At the same time, companies actively adopting AI show employee growth of 52% (vs. 36% for laggards) and productivity growth of 34% (vs. 24%). The top 20% of the most “AI‑oriented” companies saw productivity growth of 163% relative to 2018.

‘Digital Workforce’: A New Class Without Rights

The Box report “State of AI in the Enterprise 2026” shows that 34% of companies are implementing a “digital workforce strategy” – AI agents are officially included in headcount with defined roles and management systems, owning parts of workflows previously belonging to humans. Only oversight and exception handling remain for people.

At the same time, new occupations are emerging: operators of AI agents in IT (hired by 44% of companies), AI security and compliance specialists (37%), business‑function agent operators (31%) and workflow automation specialists (30%).

Legal Vacuum and Court Precedents

In many countries, the legal system is lagging behind technology. In China, courts are already hearing cases of “AI replacement.” In April 2026, a court in Hangzhou ruled that the dismissal of an IT specialist, whom the company had demoted from a managerial to a junior position with a 40% salary cut, citing that AI had “replaced” his functions, was illegal.

Judges warn: companies must first offer internal transfers, retraining and negotiations, rather than using AI as a “trump card” for layoffs. In Beijing, an arbitration court ruled that termination due to “AI replacement” is illegal, as it constitutes “shifting the risks of technological evolution onto workers.”

Experts point to legal uncertainty: articles on “major technological changes” and “changes in business methods” were not written with AI in mind.

Global Imbalance: Developing Countries Under Threat

A joint study by the ILO and the World Bank warns that in developing countries, AI could destroy jobs faster than it creates them. The digital divide means that workers whose jobs are vulnerable to automation already have internet access – even in low‑income countries. Job loss could happen “relatively quickly.” This concerns clerical and administrative positions, which have historically been a path to decent work, especially for women and youth. At the same time, many workers in occupations with productivity‑growth potential lack reliable internet access.

Social Divide: ‘Occupy Wall Street 2.0’?

Amid mass layoffs, the AI sector is experiencing an unprecedented wealth boom.

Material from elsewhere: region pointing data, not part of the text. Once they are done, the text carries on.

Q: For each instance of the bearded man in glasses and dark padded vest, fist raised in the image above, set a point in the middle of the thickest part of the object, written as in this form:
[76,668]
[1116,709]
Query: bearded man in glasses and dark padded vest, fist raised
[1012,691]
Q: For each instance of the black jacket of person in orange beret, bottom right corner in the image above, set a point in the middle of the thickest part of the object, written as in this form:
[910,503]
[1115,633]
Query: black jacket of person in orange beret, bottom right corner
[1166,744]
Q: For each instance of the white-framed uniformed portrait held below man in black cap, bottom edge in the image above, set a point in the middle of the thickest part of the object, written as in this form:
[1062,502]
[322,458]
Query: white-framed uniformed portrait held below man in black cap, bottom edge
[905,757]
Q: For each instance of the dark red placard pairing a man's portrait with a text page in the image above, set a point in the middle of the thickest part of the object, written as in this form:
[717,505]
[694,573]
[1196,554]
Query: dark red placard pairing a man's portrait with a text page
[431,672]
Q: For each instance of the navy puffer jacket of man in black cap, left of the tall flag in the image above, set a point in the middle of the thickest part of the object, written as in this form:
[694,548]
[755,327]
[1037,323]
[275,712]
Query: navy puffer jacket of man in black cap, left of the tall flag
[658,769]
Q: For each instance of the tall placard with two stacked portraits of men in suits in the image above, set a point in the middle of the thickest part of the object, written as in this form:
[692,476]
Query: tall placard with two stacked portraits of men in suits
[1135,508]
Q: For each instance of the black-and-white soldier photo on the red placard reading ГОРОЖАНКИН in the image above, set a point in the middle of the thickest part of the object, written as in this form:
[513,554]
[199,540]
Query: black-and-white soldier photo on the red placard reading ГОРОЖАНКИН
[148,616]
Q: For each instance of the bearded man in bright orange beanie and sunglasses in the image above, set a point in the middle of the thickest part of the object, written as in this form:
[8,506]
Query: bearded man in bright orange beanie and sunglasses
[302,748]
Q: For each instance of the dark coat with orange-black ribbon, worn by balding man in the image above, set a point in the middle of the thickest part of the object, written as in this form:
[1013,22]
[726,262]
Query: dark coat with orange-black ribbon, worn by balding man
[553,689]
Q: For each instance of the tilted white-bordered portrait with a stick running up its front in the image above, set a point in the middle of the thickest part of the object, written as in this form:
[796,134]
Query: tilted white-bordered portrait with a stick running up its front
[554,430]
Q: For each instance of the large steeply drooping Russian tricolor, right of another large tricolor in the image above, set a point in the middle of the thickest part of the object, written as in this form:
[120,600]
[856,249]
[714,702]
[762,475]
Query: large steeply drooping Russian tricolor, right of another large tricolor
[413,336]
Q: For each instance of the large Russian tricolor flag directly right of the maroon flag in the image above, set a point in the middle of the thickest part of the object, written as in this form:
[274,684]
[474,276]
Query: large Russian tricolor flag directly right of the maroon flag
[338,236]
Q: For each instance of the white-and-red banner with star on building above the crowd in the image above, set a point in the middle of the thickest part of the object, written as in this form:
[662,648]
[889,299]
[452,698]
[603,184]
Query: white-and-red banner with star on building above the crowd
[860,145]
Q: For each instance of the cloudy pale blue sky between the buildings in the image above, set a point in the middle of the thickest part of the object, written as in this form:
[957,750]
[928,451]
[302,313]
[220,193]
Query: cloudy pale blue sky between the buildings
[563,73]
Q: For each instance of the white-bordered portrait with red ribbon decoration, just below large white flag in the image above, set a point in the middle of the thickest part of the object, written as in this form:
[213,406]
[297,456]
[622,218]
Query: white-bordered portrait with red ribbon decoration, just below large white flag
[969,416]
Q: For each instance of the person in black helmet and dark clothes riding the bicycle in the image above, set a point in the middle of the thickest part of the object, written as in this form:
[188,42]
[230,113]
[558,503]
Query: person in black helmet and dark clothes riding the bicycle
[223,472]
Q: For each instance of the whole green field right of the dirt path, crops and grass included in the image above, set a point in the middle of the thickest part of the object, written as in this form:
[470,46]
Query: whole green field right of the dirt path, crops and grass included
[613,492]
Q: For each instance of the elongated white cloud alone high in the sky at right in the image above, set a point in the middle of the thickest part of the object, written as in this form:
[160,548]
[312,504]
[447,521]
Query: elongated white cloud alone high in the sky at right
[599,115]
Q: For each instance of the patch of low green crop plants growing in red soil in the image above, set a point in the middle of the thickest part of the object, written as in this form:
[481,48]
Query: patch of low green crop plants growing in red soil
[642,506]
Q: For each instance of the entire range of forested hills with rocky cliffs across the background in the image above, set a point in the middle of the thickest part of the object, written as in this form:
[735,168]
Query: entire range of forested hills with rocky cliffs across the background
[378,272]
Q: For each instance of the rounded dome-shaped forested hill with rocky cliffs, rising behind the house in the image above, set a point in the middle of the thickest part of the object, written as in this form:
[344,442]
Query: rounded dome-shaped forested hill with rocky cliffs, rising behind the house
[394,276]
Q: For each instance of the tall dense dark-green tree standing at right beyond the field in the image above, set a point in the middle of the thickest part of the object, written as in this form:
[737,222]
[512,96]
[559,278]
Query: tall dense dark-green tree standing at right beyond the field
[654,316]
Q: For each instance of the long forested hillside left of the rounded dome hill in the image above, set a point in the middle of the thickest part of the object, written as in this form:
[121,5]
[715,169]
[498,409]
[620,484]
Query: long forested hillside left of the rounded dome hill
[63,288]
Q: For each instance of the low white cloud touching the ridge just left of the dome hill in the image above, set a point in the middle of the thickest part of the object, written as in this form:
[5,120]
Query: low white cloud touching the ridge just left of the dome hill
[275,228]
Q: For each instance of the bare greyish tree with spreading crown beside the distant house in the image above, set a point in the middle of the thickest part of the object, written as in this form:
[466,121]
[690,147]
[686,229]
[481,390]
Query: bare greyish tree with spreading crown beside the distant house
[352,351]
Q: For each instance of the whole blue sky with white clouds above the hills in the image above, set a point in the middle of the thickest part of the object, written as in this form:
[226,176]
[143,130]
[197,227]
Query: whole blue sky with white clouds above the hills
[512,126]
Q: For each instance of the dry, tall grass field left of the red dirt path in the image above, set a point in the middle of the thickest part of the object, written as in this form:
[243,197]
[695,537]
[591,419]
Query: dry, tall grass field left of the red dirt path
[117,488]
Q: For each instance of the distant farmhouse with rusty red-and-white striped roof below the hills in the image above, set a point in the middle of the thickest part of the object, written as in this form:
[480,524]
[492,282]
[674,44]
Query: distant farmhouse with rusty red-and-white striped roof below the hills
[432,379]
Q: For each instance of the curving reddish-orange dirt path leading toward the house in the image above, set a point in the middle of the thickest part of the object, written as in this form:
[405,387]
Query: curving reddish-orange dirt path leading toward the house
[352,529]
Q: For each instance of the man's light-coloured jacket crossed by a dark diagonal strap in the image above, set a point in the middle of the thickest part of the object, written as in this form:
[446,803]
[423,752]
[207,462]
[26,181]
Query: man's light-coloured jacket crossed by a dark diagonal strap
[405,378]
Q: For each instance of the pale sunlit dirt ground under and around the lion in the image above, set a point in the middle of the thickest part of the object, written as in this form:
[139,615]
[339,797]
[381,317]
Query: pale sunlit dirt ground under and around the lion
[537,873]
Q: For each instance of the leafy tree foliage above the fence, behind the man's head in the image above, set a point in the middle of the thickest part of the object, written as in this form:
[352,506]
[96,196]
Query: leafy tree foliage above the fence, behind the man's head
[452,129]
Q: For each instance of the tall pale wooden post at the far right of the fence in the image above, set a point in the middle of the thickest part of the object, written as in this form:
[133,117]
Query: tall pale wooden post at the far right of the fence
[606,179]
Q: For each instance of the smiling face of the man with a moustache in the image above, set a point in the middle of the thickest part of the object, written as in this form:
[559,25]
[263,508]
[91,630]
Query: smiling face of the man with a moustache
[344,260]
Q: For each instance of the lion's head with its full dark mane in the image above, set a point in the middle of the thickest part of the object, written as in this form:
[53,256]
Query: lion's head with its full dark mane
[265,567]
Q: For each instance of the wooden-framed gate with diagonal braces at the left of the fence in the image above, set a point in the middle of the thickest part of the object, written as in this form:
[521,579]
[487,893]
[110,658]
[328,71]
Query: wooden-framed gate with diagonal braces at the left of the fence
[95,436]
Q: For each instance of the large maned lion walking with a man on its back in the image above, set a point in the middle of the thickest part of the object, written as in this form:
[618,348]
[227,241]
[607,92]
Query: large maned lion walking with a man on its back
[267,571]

SpaceX is valued at $2.1 trillion after its IPO, Cerebras Systems rose 68% on its first day of trading, and Elon Musk became the world’s first “trillionaire.”

According to a Reuters/Ipsos poll, half of Americans fear that AI could leave them or someone in their family without a job. 76% of US citizens cite the cost of living as their top concern (vs. 58% a year ago). In January 2026, 65% of voters believed that “the middle class is already out of reach.”

As the analytical publication CNYES notes, “the global technology industry finds itself in an unprecedented rift: record corporate profits are accompanied by mass layoffs, and AI is officially cited as the cause. At the same time, a handful of AI winners are amassing enormous wealth at an unprecedented speed. This extreme dichotomy – layoffs on one side, enrichment on the other – is pushing the tech sector to the epicenter of social tension.”